Toughest time ever for schools in SVG – Minister
A student of the Girls’ High School participating in an online Math class yesterday
Front Page
April 21, 2020
Toughest time ever for schools in SVG – Minister

The situation that Covid-19 has created may be the worst situation that the education sector in St Vincent and the Grenadines has ever experienced.

Minister of Education, St Clair ‘Jimmy’ Prince contemplated this while speaking on WE FM on Sunday, April 19.

“We’re going through a very trying period, and I think the education sector is hit very, very hard, not only because we’ve closed schools,” the Minister indicated, but “because the people who are in charge of students are themselves affected,” and cannot sustain themselves and their wards financially.

St Clair “Jimmy” Prince

“So the students are hit doubly hard,” he noted, adding that the teachers are similarly having problems.

Prince also commented that he doesn’t think the education sector has been hit so hard in his lifetime, and “I don’t even think that Soufriere was as bad as this.”

“…There was not the level of anxiety and fear at that time as we are experiencing now in the society,” he explained, adding, “So I think maybe this is the worst situation that the education sector has ever experienced, and that is why it is so difficult to even come to grips with what we’re trying to do.”

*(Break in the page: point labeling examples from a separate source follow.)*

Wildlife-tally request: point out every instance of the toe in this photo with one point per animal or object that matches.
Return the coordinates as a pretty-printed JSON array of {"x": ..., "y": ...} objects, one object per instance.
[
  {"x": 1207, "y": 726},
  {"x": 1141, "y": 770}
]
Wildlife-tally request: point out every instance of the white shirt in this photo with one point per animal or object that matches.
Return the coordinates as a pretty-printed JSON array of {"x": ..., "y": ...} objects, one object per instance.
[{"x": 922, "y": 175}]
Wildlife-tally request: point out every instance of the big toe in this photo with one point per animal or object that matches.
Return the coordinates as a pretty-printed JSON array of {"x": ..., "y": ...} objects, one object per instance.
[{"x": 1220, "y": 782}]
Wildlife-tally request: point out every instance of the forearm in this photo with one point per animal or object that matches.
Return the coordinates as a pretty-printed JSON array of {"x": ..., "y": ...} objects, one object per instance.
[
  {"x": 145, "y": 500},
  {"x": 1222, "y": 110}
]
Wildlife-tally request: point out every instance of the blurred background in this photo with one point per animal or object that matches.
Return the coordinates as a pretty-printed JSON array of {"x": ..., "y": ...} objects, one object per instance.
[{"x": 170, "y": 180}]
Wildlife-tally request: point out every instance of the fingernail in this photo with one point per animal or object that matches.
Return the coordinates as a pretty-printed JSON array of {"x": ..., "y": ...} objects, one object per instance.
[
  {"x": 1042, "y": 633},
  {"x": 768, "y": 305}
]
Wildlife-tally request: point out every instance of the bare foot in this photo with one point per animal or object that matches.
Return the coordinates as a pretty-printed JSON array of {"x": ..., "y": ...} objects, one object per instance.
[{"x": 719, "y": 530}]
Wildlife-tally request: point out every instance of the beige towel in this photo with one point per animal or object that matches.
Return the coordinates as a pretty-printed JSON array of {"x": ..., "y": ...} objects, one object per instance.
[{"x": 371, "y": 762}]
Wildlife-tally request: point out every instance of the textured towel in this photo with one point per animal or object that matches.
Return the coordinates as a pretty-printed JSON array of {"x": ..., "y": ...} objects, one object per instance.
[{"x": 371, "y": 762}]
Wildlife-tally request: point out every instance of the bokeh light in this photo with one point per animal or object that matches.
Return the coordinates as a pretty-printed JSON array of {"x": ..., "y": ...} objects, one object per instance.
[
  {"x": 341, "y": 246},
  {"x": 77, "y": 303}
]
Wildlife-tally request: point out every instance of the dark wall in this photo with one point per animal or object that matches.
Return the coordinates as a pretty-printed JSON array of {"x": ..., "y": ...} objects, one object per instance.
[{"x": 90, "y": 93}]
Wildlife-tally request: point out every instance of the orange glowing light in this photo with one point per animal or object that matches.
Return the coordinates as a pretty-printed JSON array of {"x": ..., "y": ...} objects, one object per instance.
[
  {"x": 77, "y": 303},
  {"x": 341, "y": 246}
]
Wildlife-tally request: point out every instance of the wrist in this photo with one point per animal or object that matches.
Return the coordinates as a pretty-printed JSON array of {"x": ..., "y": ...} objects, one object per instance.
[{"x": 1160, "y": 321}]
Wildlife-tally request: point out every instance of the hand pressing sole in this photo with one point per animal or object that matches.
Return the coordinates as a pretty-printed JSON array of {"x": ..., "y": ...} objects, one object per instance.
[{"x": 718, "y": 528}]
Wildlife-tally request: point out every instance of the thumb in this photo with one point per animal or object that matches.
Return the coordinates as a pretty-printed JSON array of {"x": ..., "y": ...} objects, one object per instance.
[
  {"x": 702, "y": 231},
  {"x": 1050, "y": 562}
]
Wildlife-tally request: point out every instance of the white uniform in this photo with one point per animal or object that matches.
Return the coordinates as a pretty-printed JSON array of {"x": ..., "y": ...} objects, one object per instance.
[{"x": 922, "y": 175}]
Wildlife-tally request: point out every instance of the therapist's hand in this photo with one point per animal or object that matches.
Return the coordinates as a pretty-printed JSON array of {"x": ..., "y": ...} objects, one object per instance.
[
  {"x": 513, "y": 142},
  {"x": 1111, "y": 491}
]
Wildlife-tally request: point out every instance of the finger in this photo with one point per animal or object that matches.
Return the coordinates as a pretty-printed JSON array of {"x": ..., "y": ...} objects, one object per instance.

“Methodology, technology, the new public health environment, parents one way, teachers another way, everybody fearful, everybody’s wondering what is going to happen next,” he continued.

The Minister noted that while there are some who embrace it, he detects “a general phobia for technology in education among teachers” in the Caribbean.

“And this Covid has come at this time when we haven’t even gotten over that phobia and makes things even more difficult,” he stated.

He added that one would think some of the teachers, born in the technology era would “feel at home with the technology, but [he doesn’t] see that happening at all.”

There are some schools, the education minister stated, that “they have people who are really into it, but then I see, particularly the primary schools, you have a problem where the teachers seem not to want to go that way, they prefer the old way with which they are comfortable.”

However, he made it clear that he was not saying that there is a dearth of understanding with regard to technology in schools.

He said a number of teachers have been trained in the use of technology, with the Secondary Schools Principals’ Association engaging a company which has trained 200 teachers who came forward voluntarily.

Further, the Minister said that The University of the West Indies along with the Ministry of Education recently trained 300 teachers, who were very willing.

He thanked the schools that are trying “very hard” to deal with the “new situation all around, new with respect to the teaching modalities, new with respect to the use of the technology, new with respect to the mindset.”

A number of schools began their full online classes in earnest yesterday, Monday April 20, using various e-platforms to reach the children depending on what has been working for them before, what they have been preparing to use all along or what they have decided to use in the interim to prepare for the use of more advanced platforms.

Schools in SVG closed on March 20, one week ahead of their scheduled closure for the Easter break. They were supposed to reopen on April 14, but on April 8, the minister of education announced that the reopening had been postponed, saying that the situation will be reassessed in two weeks time.